Shadow loops are recording of spoken Japanese that are played on repeat.
They’re a great tool to improve listening comprehension and pronunciation as well.
They can be found here, or by going to Library > Activities > Shadow Loops.
On that page, you’ll notice 3 separate albums which will automatically fill up based on your progression in NativShark.
They contain audio from the Lessons, Dialgoues, and Vocab that you have seen in the Units you have completed up to this point.
*Currently, Shadow Loops automatically populate audio up to early Phase Two as you keep progressing. We’re looking to expand this to the current content in the future.
Why use Shadow Loops?
Improving listening comprehension
Shadow Loops can help you to recognize how sounds are commonly shortened, underpronounced, or otherwise changed when spoken at natural speed.
They help train your brain to pick up how the language sounds at normal, everyday speed. And sometimes that can be really fast for us at the start, but that’s why we use them; to help us get a stronger foothold in our listening comprehension.
One thing’s for sure: If you don’t know what it’s supposed to sound like, you can’t pronounce it yourself. While we’re improving our listening abilities, our pronunciation abilities will begin to follow suit passively.
That said, we can be active in improving our pronunciation as well, and repeat sentences we hear as well, trying to copy the intonation, shortening of sounds, pitch, and other variations in each of the sentences. This is known as “shadowing” and can be very helpful for when you want to focus on both improving your pronunciation and your listening comprehension.
It can be helpful to have a longer pause in between each track when you’re repeating what you hear, which can be adjusted on the tracks by clicking the plus or minus on the stopwatch as shown here:
How do I use Shadow Loops?
There are many ways to use Shadow Loops, and they’re all correct and can help you in different ways. We recommend a mix of all of these methods as it suits your schedule, study time, and motivation~
Keep in mind no matter what you do or how often you do it, if you’re listening to these, you’re making progress^^
This is you listening with full focus and perhaps even pausing to repeat and copy pronunciation.

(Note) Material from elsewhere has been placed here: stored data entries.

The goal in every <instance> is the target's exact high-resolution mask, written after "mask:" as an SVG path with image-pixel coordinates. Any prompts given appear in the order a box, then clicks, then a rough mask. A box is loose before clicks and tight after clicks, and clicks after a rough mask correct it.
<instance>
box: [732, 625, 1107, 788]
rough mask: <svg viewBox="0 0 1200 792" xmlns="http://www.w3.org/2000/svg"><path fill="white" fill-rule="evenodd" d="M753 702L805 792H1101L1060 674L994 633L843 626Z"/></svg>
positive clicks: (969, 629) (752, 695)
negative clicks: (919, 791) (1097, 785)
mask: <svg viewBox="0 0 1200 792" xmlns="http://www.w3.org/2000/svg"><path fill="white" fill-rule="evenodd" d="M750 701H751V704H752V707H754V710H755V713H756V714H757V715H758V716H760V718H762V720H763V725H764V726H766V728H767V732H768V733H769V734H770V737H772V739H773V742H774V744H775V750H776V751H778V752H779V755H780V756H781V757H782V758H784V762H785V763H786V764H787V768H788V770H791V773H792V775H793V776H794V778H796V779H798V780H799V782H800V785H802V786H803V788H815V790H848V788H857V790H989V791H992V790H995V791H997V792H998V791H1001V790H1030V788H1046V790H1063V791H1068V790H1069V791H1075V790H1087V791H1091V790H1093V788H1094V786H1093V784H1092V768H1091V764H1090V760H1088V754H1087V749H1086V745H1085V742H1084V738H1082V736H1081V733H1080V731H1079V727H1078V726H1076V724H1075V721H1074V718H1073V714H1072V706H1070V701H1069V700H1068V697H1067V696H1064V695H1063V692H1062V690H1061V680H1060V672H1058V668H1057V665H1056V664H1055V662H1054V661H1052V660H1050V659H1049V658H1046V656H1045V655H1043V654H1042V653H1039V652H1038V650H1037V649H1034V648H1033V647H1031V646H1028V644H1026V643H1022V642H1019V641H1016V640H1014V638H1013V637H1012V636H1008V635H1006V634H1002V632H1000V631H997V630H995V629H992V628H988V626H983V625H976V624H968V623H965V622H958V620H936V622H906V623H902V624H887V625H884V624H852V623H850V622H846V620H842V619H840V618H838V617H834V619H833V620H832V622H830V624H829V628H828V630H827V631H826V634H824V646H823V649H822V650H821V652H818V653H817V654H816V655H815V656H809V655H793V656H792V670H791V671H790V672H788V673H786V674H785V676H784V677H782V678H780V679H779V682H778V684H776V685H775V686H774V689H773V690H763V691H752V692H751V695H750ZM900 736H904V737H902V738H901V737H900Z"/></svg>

This can be especially helpful for when you’re struggling hearing a certain sound in a sentence… or you’re absolutely certain the speakers literally aren’t saying some piece of it.
You can also be doing other things like going on walks, cooking, or any other daily activities you do where you can’t focus fully on studying but still want to be making progress towards your language goals.
You can just listen and make mental notes about a few things you hear, but just listening is more than enough when we’re trying to be low-focus.